We have random Link Up / Down events for 2 x MT27700 cards connected to 2x100G Uplinks, what are configured as 2 separate VLAN’s with own gateways, both are connected to Juniper switch. Here is sample config of our netplan at ubuntu 18.04 https://pastebin.com/2P2ELS0N
[79546.319000] mlx5_core 0000:04:00.1 eth0: Link down
[79551.219139] mlx5_core 0000:04:00.1 eth0: Link up
[109933.693829] mlx5_core 0000:04:00.1 eth0: Link down
[109938.643748] mlx5_core 0000:04:00.1 eth0: Link up
Each card connected to own NUMA, and we are using iface binding to route outgoing traffic with eth0 or eth1, but this link / up down events happens even if server is IDLE.
Here is the list of fixes we tried and what DIDN’T HELP:
We changed NIC cards to 2 xMT28800
We tried Ubuntu 18.04, 19.04, 19.10, Centos 8 with latest MLNX_OFED_LINUX-4.7-220.127.116.11 x86_64
We tried built in kernel drivers 4.15, 5.0.x, 5.1.x, 5.2.x, 5.3.x
We tried to replace all optics
We tried to change ports on switch
We tried to replace ALL SERVER hardware (MB, CPU, RAM, Power Supply)
We tried to disable gro, lro, tso.
CPU: Intel(R) Xeon(R) CPU E5-2690 v2 @ 3.00GHz
Product Name: X9DRi-LN4+/X9DR3-LN4+
Dual MT27700 2x100G (We also tried MT28800 2x100G, but it didn’t fix it)
Could you say please, what else we may try to fix it?
P.S.: we also created Mellanox Case # 00703035 , but we are not subscribed for now, for your premium support service.
Many thanks for posting your inquiry on the Mellanox Community.
Based on the information provided, it looks like this issue will need additional debugging and troubleshooting which we normally do through our official support process. We see that an official support case is opened so we want to continue to provide support through that ticket.
In the meantime, please make sure the following is in place:
- Latest f/w installed on the adapters
- Cables used based on the latest RN which lists the validated and tested cables:
- Latest BIOS installed on the server
- Watch for temperature messages before the link goes down
- Simplify your configuration → instead of using netplan (which still contains a lot of bugs and issues), use /etc/network/interfaces (legacy ifupdown)
- Clean install of the OS and watch for link flapping in idle state with no network traffic running
- Through the support case, please provide network topology and switch vendor (Juniper), model, s/w running on the switch
- Check switch logs and configuration on any abnormalities
Make sure this information is uploaded to the official support case so we can assist you further through that case.

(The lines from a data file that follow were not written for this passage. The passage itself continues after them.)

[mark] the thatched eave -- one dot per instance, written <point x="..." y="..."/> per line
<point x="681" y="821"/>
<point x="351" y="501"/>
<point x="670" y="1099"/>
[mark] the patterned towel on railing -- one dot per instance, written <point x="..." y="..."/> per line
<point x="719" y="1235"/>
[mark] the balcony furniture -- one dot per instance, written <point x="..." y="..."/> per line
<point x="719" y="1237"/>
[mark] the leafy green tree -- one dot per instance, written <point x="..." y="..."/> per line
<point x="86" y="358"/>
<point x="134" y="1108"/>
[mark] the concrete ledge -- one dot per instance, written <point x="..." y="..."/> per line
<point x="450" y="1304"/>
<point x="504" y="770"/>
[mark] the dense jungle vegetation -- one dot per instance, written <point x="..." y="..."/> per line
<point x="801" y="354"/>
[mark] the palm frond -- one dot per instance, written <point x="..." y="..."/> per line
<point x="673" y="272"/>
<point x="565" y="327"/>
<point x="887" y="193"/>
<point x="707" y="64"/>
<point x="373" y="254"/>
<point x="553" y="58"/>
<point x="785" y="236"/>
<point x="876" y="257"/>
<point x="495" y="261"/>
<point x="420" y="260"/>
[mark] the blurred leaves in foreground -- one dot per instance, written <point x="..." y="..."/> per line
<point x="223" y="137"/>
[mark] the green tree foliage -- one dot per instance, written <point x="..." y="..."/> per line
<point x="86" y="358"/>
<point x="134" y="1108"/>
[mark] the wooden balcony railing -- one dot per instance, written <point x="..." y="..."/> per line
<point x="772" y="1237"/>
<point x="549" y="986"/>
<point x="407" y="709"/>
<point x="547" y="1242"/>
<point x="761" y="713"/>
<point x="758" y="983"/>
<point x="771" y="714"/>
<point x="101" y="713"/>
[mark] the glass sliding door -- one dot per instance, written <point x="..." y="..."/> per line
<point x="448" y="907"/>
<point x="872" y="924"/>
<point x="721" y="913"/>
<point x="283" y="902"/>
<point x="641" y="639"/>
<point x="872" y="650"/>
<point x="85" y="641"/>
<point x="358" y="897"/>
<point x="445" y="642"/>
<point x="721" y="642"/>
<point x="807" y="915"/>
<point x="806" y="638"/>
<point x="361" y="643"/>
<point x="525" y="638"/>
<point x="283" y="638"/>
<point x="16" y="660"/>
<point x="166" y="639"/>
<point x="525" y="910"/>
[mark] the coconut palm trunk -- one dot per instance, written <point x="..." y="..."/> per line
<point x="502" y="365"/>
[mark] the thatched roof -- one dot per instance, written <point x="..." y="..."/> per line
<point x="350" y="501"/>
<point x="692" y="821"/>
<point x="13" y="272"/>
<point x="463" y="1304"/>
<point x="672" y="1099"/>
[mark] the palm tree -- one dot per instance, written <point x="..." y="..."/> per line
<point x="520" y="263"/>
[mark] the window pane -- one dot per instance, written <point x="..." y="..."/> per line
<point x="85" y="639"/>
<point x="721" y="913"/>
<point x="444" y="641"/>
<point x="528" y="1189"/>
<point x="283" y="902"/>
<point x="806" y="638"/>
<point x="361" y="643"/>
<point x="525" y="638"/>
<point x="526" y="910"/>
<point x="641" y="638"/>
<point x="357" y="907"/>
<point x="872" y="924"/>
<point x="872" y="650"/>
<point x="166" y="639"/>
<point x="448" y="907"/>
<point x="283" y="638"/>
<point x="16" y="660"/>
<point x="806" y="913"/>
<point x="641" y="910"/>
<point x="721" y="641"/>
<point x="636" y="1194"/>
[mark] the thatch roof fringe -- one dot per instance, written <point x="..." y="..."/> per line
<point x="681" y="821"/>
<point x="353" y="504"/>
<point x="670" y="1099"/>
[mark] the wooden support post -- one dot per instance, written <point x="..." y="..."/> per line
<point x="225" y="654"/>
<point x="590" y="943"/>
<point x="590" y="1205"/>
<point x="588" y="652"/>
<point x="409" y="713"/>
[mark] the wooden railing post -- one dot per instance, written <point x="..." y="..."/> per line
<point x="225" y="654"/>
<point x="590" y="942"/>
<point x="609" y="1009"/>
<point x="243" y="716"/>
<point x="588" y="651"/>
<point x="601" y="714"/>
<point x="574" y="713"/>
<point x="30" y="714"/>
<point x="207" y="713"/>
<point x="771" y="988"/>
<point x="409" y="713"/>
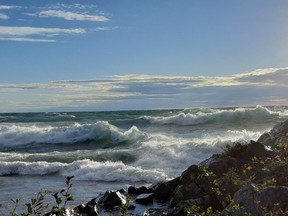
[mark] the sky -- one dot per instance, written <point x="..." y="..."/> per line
<point x="97" y="55"/>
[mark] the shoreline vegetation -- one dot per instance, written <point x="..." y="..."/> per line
<point x="246" y="179"/>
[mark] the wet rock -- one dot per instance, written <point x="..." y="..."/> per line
<point x="165" y="190"/>
<point x="277" y="135"/>
<point x="140" y="190"/>
<point x="145" y="199"/>
<point x="112" y="199"/>
<point x="155" y="212"/>
<point x="87" y="209"/>
<point x="259" y="201"/>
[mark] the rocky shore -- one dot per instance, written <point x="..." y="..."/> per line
<point x="246" y="179"/>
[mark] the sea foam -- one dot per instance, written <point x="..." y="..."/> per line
<point x="11" y="134"/>
<point x="203" y="116"/>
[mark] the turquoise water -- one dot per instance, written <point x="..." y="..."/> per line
<point x="115" y="149"/>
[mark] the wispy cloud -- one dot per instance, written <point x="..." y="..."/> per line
<point x="4" y="16"/>
<point x="20" y="39"/>
<point x="24" y="31"/>
<point x="68" y="15"/>
<point x="155" y="91"/>
<point x="8" y="7"/>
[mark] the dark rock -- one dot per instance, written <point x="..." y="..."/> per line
<point x="259" y="201"/>
<point x="140" y="190"/>
<point x="112" y="199"/>
<point x="179" y="209"/>
<point x="145" y="199"/>
<point x="165" y="190"/>
<point x="235" y="156"/>
<point x="219" y="164"/>
<point x="277" y="135"/>
<point x="155" y="212"/>
<point x="87" y="209"/>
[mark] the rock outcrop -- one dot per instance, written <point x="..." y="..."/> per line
<point x="194" y="188"/>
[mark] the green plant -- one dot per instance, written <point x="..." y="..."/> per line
<point x="36" y="206"/>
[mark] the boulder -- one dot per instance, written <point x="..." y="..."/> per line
<point x="132" y="190"/>
<point x="87" y="209"/>
<point x="165" y="190"/>
<point x="155" y="212"/>
<point x="277" y="135"/>
<point x="112" y="199"/>
<point x="145" y="199"/>
<point x="259" y="201"/>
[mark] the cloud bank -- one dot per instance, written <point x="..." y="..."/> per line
<point x="71" y="13"/>
<point x="142" y="91"/>
<point x="67" y="15"/>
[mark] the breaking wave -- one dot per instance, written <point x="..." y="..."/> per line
<point x="84" y="170"/>
<point x="99" y="132"/>
<point x="204" y="116"/>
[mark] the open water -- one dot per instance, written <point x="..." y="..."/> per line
<point x="111" y="150"/>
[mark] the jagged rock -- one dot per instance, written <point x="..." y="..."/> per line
<point x="258" y="201"/>
<point x="112" y="199"/>
<point x="155" y="212"/>
<point x="140" y="190"/>
<point x="87" y="209"/>
<point x="235" y="157"/>
<point x="165" y="190"/>
<point x="277" y="135"/>
<point x="145" y="199"/>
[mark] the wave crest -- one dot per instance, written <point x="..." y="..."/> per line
<point x="202" y="116"/>
<point x="101" y="132"/>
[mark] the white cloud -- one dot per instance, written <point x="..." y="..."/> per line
<point x="8" y="7"/>
<point x="67" y="15"/>
<point x="19" y="39"/>
<point x="149" y="91"/>
<point x="25" y="31"/>
<point x="4" y="16"/>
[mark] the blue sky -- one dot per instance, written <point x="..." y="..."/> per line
<point x="115" y="55"/>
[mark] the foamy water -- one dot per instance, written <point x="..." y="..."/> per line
<point x="118" y="148"/>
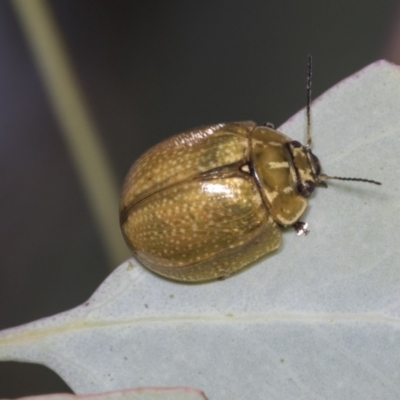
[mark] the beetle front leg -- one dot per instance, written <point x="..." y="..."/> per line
<point x="301" y="228"/>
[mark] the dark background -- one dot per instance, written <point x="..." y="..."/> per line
<point x="149" y="69"/>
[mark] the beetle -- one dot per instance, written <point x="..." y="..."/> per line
<point x="205" y="203"/>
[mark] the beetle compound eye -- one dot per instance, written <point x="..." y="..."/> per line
<point x="310" y="186"/>
<point x="295" y="143"/>
<point x="305" y="188"/>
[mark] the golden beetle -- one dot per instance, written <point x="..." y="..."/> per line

~Mellanox Technical Support
Seems our case closed, as we don’t have live contract for support with you, as we are just rented server with your hardware and got into this issue, not re-sellers or buyers of your hardware.
So I will post all requested information here
- Latest stable FW installed on both cards.
- Fiber used: LC UPC to LC UPC Duplex OM3 Multimode LSZH 2.0mm Fiber Optic Patch Cable
- Optics used:
- Xcvr 48 REV 01 740-061405 F190903015 QSFP28-100G-AOC
- Xcvr 50 REV 01 740-061405 F190903018 QSFP28-100G-AOC
- Latest bios installed
- No messages regarding temps in dmesg or anywhere
- We tried ifupdown before with manual route adding for second NIC like
- ip route add 18.104.22.168/29 dev eth0 src 22.214.171.124 table 102
- ip route add default via 126.96.36.199 dev eth0 table 102
- ip rule add from 188.8.131.52/29 table 102
- ip rule add to 184.108.40.206/29 table 102
- we tried to reinstall many times ubuntu 18.04, 19.04, 19.10, centos 8, we also tried upstream kernles 5.1.x, 5.2.x, 5.3.x, with your drivers or builtin.
- we don’t have any anomalies in log, only these messages. datacenter also reported, that they don’t have any issues on their side.
Our Juniper ex 4650 ---------------- Provider Cisco Router
Software Version 18.4R1-S3.1
We can provide access to our server if you wish or provide further info you’ll request.